I got a large conversion job- 299Gb of JPEG images, already in the database, into thumbnail equivalents for reporting and bandwidth purposes.
I've written a thread safe SQLCLR function to do the business of re-sampling the images, lovely job.
Problem is, when I execute it in an
UPDATE statement (from the PhotoData field to the ThumbData field), this executes linearly to prevent race conditions, using only one processor to resample the images.
So, how would I best utilise the 12 cores and phat raid setup this database machine has? Is it to use a subquery in the
FROM clause of the update statement? Is this all that is required to enable parallelism on this kind of operation?
Anyway the operation is split into batches, around 4000 images per batch (in a windowed query of about 391k images), this machine has plenty of resources to burn.

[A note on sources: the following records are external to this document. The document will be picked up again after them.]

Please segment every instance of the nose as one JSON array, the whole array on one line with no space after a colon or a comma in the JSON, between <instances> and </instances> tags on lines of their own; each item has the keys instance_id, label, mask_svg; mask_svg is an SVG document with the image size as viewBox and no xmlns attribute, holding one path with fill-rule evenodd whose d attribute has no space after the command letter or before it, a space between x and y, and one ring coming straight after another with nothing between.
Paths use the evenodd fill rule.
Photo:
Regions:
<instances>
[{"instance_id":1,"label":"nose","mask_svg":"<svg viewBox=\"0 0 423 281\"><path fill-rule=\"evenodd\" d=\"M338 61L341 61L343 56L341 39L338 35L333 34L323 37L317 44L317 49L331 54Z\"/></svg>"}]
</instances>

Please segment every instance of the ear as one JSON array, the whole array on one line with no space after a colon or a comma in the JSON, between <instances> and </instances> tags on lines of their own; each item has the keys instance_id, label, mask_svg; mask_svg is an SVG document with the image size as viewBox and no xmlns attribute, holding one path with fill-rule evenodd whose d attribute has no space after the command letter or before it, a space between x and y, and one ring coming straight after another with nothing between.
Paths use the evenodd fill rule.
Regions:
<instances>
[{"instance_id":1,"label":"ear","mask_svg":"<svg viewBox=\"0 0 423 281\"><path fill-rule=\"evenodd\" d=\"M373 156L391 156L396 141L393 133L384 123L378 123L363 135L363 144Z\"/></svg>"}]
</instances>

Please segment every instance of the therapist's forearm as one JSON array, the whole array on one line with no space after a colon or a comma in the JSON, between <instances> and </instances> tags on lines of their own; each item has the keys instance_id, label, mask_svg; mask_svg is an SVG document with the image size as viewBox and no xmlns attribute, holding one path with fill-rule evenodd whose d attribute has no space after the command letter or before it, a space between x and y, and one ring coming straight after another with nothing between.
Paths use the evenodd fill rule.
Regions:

I too recommend the "round-robin" methodology advocated by kragen2uk and onupdatecascade (I'm voting them up). I know I've read something irritating about CLR routines and SQL paralellism, but I forget what it was just now... but I think they don't play well together.
The bit I've done in the past on similar tasks it to set up a table listing each batch of work to be done. For each connection you fire up, it goes to this table, gest the next batch, marks it as being processed, processes it, updates it as Done, and repeats. This allows you to gauge performance, manage scaling, allow stops and restarts without having to start over, and gives you something to show how complete the task is (let alone show that it's actually doing anything).
Please check the configuration setting for Maximum Degree of Parallelism (MAXDOP) on your SQL Server. You can also set the value of MAXDOP.
This link might be useful to you http://www.mssqltips.com/tip.asp?tip=1047
Could you not split the query into batches, and execute each batch separately on a separate connection? SQL server only uses parallelism in a query when it feels like it, and although you can stop it, or even encourage it (a little) by changing the cost threshold for parallelism option to O, but I think its pretty hit and miss.
One thing thats worth noting is that it will only decide whether or not to use parallelism at the time that the query is compiled. Also, if the query is compiled at a time when the CPU load is higher, SQL server is less likely to consider parallelism.
Find some criteria to break the set into distinct sub-sets of rows (1-100, 101-200, whatever) and then call your update statement from multiple connections at the same time, where each connection handles one subset of rows in the table. All the connections should run in parallel.